Really? Here's the real way it works with the HR34 and all the MRV setups.

DVRs can use trickplay, ff,rew and so forth
DVRs can't set a recording on the HR34 or remote DVR in older MRV setups

Receivers can't do trickplay
Receivers can set a recording on the HR34 or remote DVR

So no, you don't have full functionality.

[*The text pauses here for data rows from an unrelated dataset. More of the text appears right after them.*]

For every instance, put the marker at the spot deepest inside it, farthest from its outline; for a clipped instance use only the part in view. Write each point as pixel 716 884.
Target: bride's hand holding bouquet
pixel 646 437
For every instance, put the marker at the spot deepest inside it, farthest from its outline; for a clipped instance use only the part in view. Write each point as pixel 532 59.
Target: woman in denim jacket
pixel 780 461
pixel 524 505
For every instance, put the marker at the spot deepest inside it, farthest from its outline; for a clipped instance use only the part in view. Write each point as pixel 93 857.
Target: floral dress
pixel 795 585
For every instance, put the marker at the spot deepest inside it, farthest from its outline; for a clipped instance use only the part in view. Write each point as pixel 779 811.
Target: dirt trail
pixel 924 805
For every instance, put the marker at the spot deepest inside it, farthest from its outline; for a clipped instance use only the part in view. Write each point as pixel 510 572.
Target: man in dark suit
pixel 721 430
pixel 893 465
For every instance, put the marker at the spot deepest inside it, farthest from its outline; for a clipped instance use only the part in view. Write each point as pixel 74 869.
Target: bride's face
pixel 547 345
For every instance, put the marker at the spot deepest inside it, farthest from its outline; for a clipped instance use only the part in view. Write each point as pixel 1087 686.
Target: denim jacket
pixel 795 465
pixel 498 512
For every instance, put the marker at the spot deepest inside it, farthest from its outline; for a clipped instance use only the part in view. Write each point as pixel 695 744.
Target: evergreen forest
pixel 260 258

On the Hopper/Joey setup all boxes can do all things except for PIP which is Hopper only.


----------



## inkahauts (Nov 13, 2006)

"TomCat" said:


> I never said they could not do that; what I said is that this would be exactly what they would have to do, and that if they did not, the whole stream is saved until all content from that stream is allowed to be deleted.
> 
> But that is revolutionary; no one has ever used that technology before in a consumer product, so unless DISH says "this is how it works" one has to assume that this is an obstacle that they must overcome (which they very well may have), and I was simply pointing that out.
> 
> It doesn't seem all that odd to be discussing the parameters of new technology and speculating about it since it is indeed new and we don't have an on-the-record explanation yet. But you are free not to participate if that is what best suits you.

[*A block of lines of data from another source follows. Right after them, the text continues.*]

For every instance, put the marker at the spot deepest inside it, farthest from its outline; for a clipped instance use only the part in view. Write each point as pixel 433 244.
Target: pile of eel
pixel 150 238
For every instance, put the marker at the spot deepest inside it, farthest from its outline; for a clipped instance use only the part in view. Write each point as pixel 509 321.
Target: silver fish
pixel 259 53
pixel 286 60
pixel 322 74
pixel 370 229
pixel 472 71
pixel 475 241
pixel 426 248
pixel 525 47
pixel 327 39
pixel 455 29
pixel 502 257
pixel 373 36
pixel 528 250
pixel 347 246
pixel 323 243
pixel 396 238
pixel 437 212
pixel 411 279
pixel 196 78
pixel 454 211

I wouldn't be surprised If they did overcome that, since I think they have been working on this for several years, just as DirecTV has probably been working on the hr34 for several years. You have to give them credit on that if they did figure that out.


----------



## David Ortiz (Aug 21, 2006)

lparsons21 said:


> Really? Here's the real way it works with the HR34 and all the MRV setups.
> 
> DVRs can use trickplay, ff,rew and so forth
> DVRs can't set a recording on the HR34 or remote DVR in older MRV setups
> ...


HD receivers can do trickplay if playing a recording via MRV.


----------



## Shades228 (Mar 18, 2008)

lparsons21 said:


> Really? Here's the real way it works with the HR34 and all the MRV setups.
> 
> DVRs can use trickplay, ff,rew and so forth
> DVRs can't set a recording on the HR34 or remote DVR in older MRV setups
> ...


HR34's are designed to be used with RVU clients. So comparing a non RVU client functionality to a Joey is comparing apples to oranges.
With an RVU client the control is the same as a Joey is.

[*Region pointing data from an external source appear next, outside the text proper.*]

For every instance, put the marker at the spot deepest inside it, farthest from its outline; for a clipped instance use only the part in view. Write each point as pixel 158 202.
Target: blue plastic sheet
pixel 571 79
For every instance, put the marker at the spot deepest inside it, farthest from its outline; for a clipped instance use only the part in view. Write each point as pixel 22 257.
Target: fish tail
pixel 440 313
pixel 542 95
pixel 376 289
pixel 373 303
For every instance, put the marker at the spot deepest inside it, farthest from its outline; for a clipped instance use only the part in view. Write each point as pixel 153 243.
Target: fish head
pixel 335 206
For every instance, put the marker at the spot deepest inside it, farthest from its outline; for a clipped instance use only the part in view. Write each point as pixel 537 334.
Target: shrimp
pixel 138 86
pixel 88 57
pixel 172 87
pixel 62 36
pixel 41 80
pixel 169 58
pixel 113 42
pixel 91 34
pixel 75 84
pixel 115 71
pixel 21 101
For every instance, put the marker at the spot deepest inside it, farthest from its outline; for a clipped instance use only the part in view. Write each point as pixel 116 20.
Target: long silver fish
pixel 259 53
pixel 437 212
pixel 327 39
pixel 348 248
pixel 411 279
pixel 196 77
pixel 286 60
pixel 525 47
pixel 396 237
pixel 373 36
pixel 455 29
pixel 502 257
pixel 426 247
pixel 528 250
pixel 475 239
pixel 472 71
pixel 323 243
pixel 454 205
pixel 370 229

If you want to compare a Joey to a HD DVR then the HD DVR can do things that the Joey can't like record 2 HD shows while streaming a show from the HR34. So either keep the technology at the same level or look at all functionality.


----------



## inkahauts (Nov 13, 2006)

"lparsons21" said:


> Let's talk about the comparison betwixt the HR34 and the new hopper/joey a bit.
> 
> Tuners - the HR34 has 5 and the Hopper has 3 with PrimeTime aiding a bit in the useage of the fewer tuners. But overall, HR34 has more.
> 
> ...


Not sure why you don't think all units on DirecTV can't do trick play for recordings. They do.

I think a better comparison is if you compare a hr34 with three rvu clients to a hopper system with four tvs using joeys. Now do your compare and contrast, because I think those two models are almost identical in every way except thenumber of Things they can record, although that can vary greatly on both machines based in how you use your system. In general, multiple dvrs is not the expected norm for people with hr34s.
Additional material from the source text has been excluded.